Limited liability companies (LLCs) have become one of the most popular forms of business entities in the United States. LLCs combine the advantages of a corporation with the advantages of a partnership. A properly formed LLC can possess both the limited liability of a corporation and the pass-through tax treatment of a partnership. Like partnerships, LLCs are characterized by informality of organization and internal governance by contract. Like corporations, they protect their members from investor-level liability.
The flexible management structure of LLCs allows owners to shape the LLC’s organization and management to meet the needs of the business. An LLC member can be an individual, a corporation, a partnership, another limited liability company, or any other legal entity.
Fiduciary Duties of Managers
An LLC can be structured as manager-managed or member-managed. In a manager-managed LLC, the members appoint a manager or managers to run and manage the LLC business. The managers who have been charged with the responsibility for running the LLC have a duty to the members and other managers to act in good faith and promote the interest of the LLC. In most states, the manager’s fiduciary duties include the duty of loyalty and the duty of care.
Duty of Loyalty
The duty of loyalty includes the obligations to account to the LLC members, to refrain from dealing with the LLC in a manner that is adverse to it, and to refrain from competing with the LLC before its dissolution.
Duty of Care
The duty of care is an obligation to act with the care that a person in a like position would reasonably exercise under similar circumstances and in a manner reasonably believed to be in the best interests of the LLC. Managers generally won’t be held liable if they reasonably rely in good faith on the opinions and advice of competent professionals and other reliable sources.
Fiduciary Duties of Members
LLC members have fiduciary duties only if their LLC is structured as a member-managed LLC. If the LLC is member-managed, then the members share in management responsibilities of the LLC. In that case, the members (like managers in a manager-managed LLC) have a duty to the other members and the LLC to act in good faith and promote the interests of the LLC. As with managers, this generally includes the fiduciary duty of loyalty and duty of care to the other members and the LLC.
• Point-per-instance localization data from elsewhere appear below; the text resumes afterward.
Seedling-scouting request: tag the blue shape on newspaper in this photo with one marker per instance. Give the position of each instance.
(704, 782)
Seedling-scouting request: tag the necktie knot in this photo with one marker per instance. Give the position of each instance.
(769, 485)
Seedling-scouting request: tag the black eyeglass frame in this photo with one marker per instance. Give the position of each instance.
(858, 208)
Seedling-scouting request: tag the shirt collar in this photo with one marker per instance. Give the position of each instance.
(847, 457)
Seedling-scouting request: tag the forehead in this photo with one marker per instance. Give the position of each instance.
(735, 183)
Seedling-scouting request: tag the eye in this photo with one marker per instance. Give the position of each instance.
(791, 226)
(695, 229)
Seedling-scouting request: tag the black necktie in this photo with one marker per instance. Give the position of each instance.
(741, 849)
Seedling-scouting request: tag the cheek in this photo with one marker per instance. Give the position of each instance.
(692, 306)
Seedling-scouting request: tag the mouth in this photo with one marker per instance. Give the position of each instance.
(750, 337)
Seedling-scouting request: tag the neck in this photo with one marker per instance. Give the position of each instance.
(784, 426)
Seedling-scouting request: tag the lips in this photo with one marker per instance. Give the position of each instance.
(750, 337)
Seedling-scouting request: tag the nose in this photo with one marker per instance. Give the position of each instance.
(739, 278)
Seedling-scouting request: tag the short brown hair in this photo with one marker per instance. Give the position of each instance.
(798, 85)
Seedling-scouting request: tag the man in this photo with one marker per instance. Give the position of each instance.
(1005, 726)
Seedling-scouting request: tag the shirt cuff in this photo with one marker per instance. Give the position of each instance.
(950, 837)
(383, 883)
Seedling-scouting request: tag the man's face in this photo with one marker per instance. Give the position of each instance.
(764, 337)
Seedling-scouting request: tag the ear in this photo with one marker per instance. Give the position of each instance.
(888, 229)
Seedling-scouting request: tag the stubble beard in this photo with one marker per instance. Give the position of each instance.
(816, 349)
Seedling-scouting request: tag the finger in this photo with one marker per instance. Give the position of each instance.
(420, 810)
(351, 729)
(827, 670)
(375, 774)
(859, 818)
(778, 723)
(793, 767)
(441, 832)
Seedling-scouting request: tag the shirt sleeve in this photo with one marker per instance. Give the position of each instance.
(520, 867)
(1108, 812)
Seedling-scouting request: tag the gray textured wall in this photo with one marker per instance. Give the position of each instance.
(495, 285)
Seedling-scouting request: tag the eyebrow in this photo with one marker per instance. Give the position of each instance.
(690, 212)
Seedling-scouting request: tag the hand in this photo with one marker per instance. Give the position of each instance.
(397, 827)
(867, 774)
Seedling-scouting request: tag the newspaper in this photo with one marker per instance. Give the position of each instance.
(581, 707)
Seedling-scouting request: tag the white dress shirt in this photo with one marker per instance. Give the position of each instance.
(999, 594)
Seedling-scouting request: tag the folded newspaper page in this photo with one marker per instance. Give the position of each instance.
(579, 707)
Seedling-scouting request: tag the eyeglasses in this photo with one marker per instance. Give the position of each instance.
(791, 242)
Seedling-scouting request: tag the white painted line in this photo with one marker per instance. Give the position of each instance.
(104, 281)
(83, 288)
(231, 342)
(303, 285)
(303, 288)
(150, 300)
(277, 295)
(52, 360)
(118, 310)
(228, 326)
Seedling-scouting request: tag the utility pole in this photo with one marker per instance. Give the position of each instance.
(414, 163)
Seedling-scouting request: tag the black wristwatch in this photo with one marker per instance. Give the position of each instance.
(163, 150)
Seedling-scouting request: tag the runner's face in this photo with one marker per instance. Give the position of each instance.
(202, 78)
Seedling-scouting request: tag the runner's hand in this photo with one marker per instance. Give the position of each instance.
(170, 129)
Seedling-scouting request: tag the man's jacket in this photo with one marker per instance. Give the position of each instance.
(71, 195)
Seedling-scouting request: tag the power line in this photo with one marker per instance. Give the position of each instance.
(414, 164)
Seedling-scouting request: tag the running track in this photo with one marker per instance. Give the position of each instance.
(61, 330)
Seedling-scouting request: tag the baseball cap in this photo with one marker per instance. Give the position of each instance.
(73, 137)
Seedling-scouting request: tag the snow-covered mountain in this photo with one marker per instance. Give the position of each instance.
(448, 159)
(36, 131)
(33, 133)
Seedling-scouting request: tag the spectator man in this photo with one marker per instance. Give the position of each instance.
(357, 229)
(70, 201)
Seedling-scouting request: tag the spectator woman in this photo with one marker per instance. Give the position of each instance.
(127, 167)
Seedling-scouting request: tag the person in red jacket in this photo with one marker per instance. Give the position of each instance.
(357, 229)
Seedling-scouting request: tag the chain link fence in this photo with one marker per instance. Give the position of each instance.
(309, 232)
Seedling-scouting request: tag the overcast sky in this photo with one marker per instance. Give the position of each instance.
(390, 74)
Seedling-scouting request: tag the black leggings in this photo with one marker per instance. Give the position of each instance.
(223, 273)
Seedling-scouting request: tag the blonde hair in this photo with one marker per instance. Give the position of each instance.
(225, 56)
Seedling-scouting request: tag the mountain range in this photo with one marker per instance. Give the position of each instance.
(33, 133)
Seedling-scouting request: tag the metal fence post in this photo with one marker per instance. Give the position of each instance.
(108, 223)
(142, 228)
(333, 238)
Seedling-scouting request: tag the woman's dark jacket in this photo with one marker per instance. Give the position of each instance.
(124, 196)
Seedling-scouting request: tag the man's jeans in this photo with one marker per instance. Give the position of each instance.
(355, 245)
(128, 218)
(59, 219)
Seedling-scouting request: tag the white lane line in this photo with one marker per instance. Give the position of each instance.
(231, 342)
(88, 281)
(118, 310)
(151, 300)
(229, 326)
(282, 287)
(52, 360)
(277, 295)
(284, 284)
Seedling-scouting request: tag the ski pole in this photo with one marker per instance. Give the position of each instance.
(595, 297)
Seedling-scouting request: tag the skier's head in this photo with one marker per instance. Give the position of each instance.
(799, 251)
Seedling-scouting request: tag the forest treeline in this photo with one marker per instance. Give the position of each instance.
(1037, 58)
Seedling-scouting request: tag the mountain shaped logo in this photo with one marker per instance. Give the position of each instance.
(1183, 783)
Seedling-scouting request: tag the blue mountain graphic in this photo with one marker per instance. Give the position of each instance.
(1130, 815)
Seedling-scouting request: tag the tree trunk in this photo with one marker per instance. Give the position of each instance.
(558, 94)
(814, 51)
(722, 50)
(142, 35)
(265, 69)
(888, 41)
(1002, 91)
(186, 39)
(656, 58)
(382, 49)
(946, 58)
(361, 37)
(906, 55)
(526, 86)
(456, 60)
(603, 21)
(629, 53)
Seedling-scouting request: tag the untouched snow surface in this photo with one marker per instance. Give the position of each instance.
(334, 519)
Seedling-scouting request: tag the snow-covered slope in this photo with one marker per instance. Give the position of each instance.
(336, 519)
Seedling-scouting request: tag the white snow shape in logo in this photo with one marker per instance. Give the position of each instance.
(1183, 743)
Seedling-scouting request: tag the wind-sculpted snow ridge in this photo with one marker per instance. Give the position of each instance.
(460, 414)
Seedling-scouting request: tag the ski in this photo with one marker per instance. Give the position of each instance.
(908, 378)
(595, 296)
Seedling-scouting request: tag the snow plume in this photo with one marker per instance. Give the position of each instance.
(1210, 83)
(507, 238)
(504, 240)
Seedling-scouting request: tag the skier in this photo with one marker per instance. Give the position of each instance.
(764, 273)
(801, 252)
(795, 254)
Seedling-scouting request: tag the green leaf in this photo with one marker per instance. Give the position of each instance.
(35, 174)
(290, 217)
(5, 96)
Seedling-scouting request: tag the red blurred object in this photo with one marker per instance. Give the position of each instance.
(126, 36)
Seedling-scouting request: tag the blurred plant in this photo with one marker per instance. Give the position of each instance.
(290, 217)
If the LLC is manager-managed, meaning the members have delegated the management responsibility of the LLC to another person or persons, then the members will not owe any fiduciary duties to other members or anyone else. They are merely owners/investors in the LLC with no management duties.
State Laws Govern Fiduciary Duties
The fiduciary duties of LLC members and managers are laid out in a state’s LLC statute and relevant case law. Some states do not allow LLC members or managers to change or eliminate their fiduciary duties. Others allow changes within certain specified parameters.
Recently some states, like California and Delaware, have amended their laws to give LLCs more flexibility in deciding the scope of the fiduciary duties for their LLC managers and members. Under Delaware’s amended law, LLCs can eliminate fiduciary duties altogether as long as they do “not eliminate the implied contractual covenant of good faith and fair dealing.” The intent was to give parties wide latitude to determine by contract the fiduciary duties for their LLC members and managers.
You may want to consult an experienced business law attorney if you are trying to decide whether an LLC is the right structure for your company or to review your operating agreement. An attorney can also help you learn about the LLC fiduciary duties that exist by law in your state and whether or not those duties can be reduced, expanded, or eliminated by agreement.